The warmup we experienced last Thursday, Friday and Saturday was a nice change of pace. My daughter and I built a fort in the backyard. My dogs sunbathed and barked at squirrels. My boyfriend took the Mustang out for a spin.

The warmer weather was nice for everyone; however, it reminded me we have some work to do. Obviously, the lawn will need mowed, the flower beds cleaned up, the garage tidied and the stink bugs excluded.

That last item may or may not be on your spring to-do list. Regardless, it’s important to bug-proof your home now, when Asian lady beetles and stink bugs are emerging from hibernation and leaving your home. Once they’ve cleared out, you can take steps to keep them from getting back in.

Stink bug sightings

Stink bugs tend to hibernate in groups. If you happened upon an isolated stink bug this winter, crawling across the ceiling or resting near the kitchen sink, chances are more were sleeping in your attic. The good news is they will find the exit on their own as the weather warms up.

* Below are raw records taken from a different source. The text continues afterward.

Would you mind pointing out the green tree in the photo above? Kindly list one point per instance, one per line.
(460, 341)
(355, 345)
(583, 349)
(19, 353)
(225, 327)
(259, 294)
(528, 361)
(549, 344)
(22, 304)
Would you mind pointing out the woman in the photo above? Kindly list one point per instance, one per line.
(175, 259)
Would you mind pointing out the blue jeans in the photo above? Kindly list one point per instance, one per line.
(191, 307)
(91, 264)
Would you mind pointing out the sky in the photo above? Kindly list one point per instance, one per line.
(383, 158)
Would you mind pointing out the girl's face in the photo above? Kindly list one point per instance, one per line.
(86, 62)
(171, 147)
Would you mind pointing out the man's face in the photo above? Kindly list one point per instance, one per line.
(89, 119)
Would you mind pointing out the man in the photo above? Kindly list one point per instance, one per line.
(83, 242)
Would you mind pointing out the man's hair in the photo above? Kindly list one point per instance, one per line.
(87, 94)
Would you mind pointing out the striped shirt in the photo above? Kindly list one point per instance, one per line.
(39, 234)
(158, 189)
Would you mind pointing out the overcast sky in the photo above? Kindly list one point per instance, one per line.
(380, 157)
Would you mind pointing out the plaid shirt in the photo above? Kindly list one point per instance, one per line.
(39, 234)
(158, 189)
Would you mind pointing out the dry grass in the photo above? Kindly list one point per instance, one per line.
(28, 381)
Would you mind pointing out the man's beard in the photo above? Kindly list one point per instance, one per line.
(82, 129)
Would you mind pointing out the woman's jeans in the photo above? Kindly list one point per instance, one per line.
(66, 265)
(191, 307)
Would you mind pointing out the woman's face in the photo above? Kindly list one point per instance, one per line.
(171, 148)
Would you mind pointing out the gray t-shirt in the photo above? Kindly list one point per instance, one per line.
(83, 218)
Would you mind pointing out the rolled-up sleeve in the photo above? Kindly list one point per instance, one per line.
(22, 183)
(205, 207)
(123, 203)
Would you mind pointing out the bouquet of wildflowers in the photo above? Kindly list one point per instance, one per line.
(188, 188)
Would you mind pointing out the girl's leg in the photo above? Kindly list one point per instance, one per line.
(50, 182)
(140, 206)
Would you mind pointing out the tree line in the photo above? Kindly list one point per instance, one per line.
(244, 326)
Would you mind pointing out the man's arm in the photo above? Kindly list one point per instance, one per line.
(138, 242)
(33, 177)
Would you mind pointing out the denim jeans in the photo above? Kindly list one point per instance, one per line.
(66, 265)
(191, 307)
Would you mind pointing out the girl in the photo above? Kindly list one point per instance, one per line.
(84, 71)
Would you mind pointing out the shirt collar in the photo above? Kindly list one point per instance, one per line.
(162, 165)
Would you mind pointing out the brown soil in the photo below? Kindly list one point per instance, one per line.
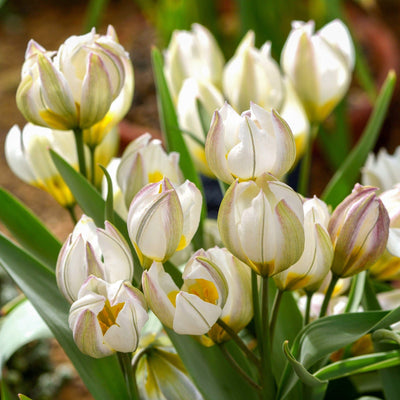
(50, 23)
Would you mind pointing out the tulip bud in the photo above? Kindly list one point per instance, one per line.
(388, 265)
(314, 264)
(158, 367)
(319, 65)
(94, 135)
(88, 250)
(195, 121)
(382, 170)
(76, 88)
(145, 161)
(261, 223)
(292, 111)
(27, 154)
(359, 229)
(192, 54)
(249, 145)
(163, 220)
(216, 285)
(252, 75)
(107, 317)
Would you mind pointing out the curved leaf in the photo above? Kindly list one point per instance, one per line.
(316, 340)
(102, 377)
(211, 372)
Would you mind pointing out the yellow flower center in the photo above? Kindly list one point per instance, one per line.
(155, 176)
(107, 317)
(206, 290)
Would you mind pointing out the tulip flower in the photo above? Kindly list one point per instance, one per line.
(388, 265)
(382, 170)
(252, 75)
(359, 229)
(216, 285)
(94, 135)
(163, 219)
(292, 111)
(92, 251)
(261, 223)
(314, 264)
(145, 161)
(192, 54)
(249, 145)
(75, 88)
(158, 368)
(195, 120)
(107, 317)
(319, 65)
(27, 154)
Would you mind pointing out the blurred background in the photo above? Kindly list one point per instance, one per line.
(40, 370)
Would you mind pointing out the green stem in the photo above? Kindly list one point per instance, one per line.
(235, 337)
(257, 312)
(125, 363)
(328, 295)
(92, 164)
(80, 150)
(305, 166)
(267, 379)
(274, 317)
(308, 308)
(71, 212)
(237, 367)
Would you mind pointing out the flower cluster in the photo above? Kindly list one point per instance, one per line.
(245, 123)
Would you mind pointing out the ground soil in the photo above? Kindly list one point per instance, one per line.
(50, 23)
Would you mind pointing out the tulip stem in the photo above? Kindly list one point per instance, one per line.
(308, 308)
(80, 150)
(235, 337)
(92, 164)
(267, 378)
(305, 166)
(71, 212)
(125, 360)
(328, 295)
(275, 312)
(237, 367)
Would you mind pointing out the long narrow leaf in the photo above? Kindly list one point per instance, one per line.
(361, 364)
(346, 176)
(102, 377)
(316, 340)
(212, 373)
(92, 203)
(28, 230)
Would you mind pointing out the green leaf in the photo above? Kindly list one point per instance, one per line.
(316, 340)
(173, 135)
(5, 392)
(92, 204)
(102, 377)
(21, 326)
(300, 370)
(212, 373)
(28, 230)
(358, 365)
(346, 176)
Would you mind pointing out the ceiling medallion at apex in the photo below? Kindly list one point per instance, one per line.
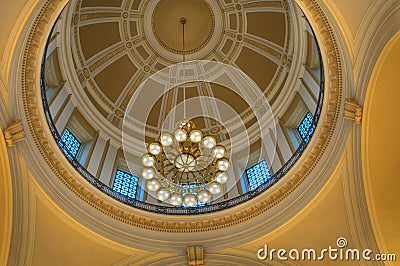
(185, 167)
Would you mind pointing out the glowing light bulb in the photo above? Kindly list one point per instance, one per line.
(162, 194)
(166, 139)
(154, 148)
(221, 177)
(195, 136)
(190, 200)
(215, 188)
(204, 196)
(148, 173)
(223, 164)
(176, 199)
(148, 160)
(180, 135)
(153, 184)
(209, 142)
(219, 152)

Asian lady beetles are another invasive species that overwinters in much the same way. One bug usually means more. They can be stinky. They can stain your carpet or wall if they are crushed. And once they’ve decided to move in for the winter you’re stuck with them until spring.

Neither stink bugs nor Asian lady beetles have been known to cause damage to the homes they invade. They are not poisonous or carriers of human disease. They won’t get into your food. They will not reproduce or lay eggs indoors. Come spring, they will emerge and leave you alone — at least until next fall that is.

But do you really want them back in the fall? I don’t.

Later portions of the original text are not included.